Yazıdaki mizah, ilk olarak “objektiflik”in nasıl anlaşıldığı yolundaki sözlerde kendini gösterir. Adnan Benk’in nesnelliğin nasıl anlaşıldığına ilişkin benzetmesi çok etkilidir. Tartışmayı renklendiren bu mizahî kullanımlar, hedef alınan eleştirmenlerin ölçütleri alaycı bir biçimde ileri sürüldükten sonra doruk

noktasına varır. Çağdaş Eleştiri’ye yöneltilen eleştirilere, bir harf eklenerek “meleştiri” adı verilir. “Meleştiri”, okurun aklına koyunların melemesini ve bir şeyin kötü olduğunu belirtmek için “m” harfiyle yapılan ikilemeyi getirir. Bu buluşla, dergiyi eleştirenler koyun yerine koyulmaktadır. Edilgen, birey olarak hareket edemeyen ve cemaat değerlerine göre yaşayan kişiler için yapılan koyun benzetmesi, bu tarz eleştiri yapanlara yönelik ağır bir ifadedir. Sonuçta, dedikoduculuk ve “meleşme” benzetmeleri birbirini tamamlar.

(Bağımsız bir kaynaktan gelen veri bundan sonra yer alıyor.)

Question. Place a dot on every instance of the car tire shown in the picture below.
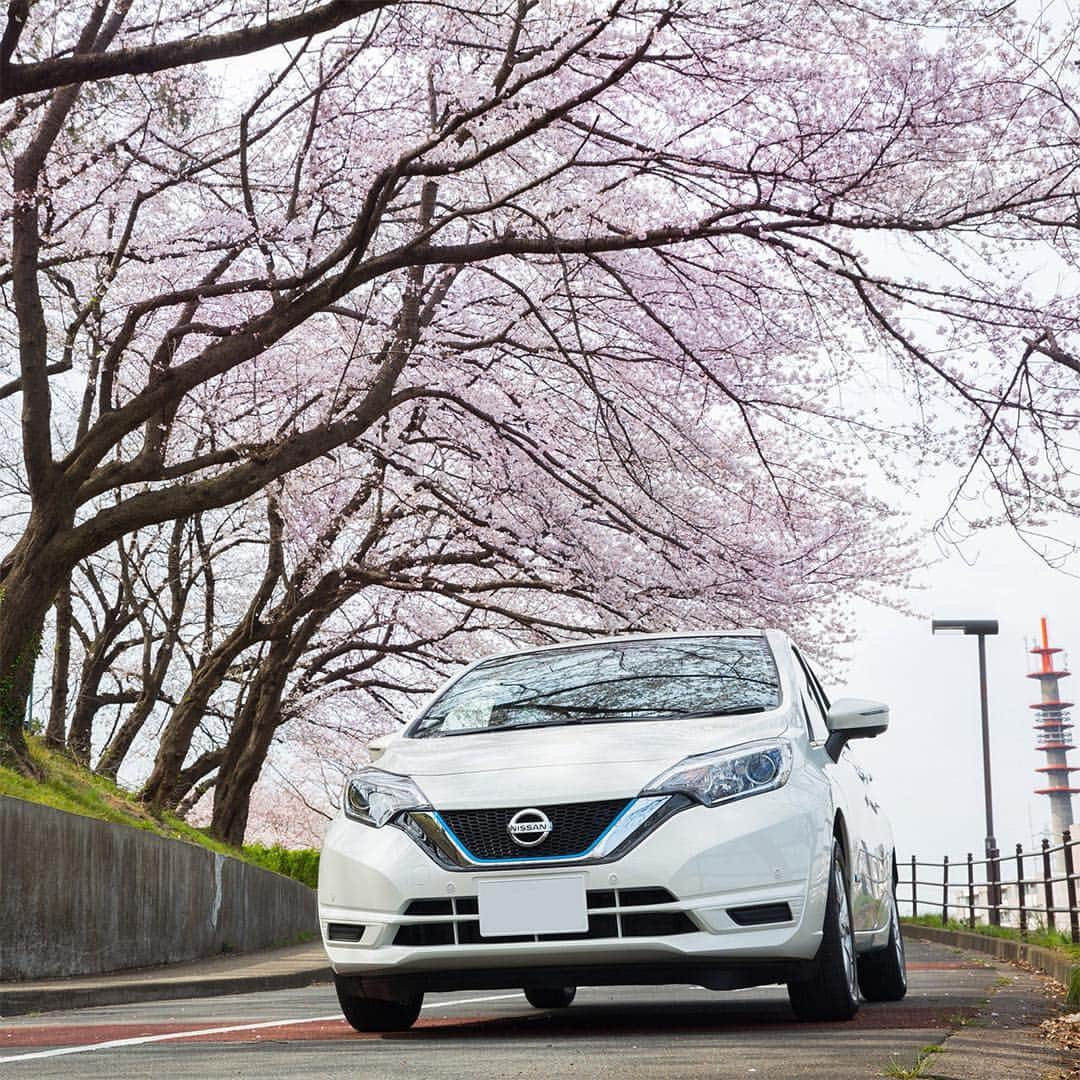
(882, 973)
(550, 997)
(832, 993)
(377, 1014)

Adnan Benk’in bazı metinlerinde yoğun olarak kullanılan mizah ve sert polemik üslûbu, Benk’e bu tarzın tutkunu bir okur kitlesi kazandırmakla birlikte onun kuramsal değinmelerini gölgede bırakır. Öyle ki, Benk’in esprili üslûbuyla bir kişiyi nasıl yerdiği, yıllar sonra bile hatırlanabilir. Örneğin Adnan Benk, 1953’te yayımlanan “Nuri İyem ve Gün Sonu” adlı yazısında, İskender Fikret Akdora’nın Gün Sonu adlı kitabını resimleyen Nuri İyem’in resimleri üzerinde durur. Yazıda İskender Fikret’in şiirlerinden ise hiç bahsetmez. Yazının sonunda Benk şunları söyler: “Nuri İyem’in resimlediği bu kitabı okuyucularıma salık verirken, bir de itirafta bulunayım: bu kitapta ne yazık ki İskender Fikret’in şiirleri de var! Fakat, bu şiirlerin İskender Fikret’in olması, bir yandan da

sevindirici: büyük bir gönül rahatlığıyla, resimleri keser, duvarınıza asabilirsiniz” (720). Şiirlerin iyi şiirler olmadığını çok alaycı bir şekilde söylemenin ve şairi aşağılamanın ilginç bir yoludur Benk’in sözleri. Hilmi Yavuz, kendisiyle yaptığım görüşmede bu yazının bitiş cümlelerini hemen hemen metindeki ifadeleri

kullanarak aktarmıştı. Yavuz, bu yazıyı yaklaşık elli yıl öncesinden hatırlıyordu; kitapta olup olmadığından emin değildi. Bu örnek Benk’in esprili

Benk’in edebiyat dergileri ve gazetelerdeki yazılarında, savunduğu görüşlerden çok üslûbu ilgi çekmiştir. Aynı görüşte olmadığı yazarları, beğenmediği şairleri, zekice, ancak ağır ifadelerle yeren Benk, belki de bu yüzden kuramsal birikiminin dönemin okurları tarafından göz ardı edilmesini önleyememiştir. Üslûbunun peşinden sürüklediği okur kitlesinin, onun edebiyat kuramı konusundaki bilgi ve birikimini aynı yetkinlikle değerlendirdiğini söylemek güçtür. Bu yüzden Adnan Benk’in üslûbu, yazarlığının en çarpıcı, ancak bilimsel açıdan en zayıf yönüdür.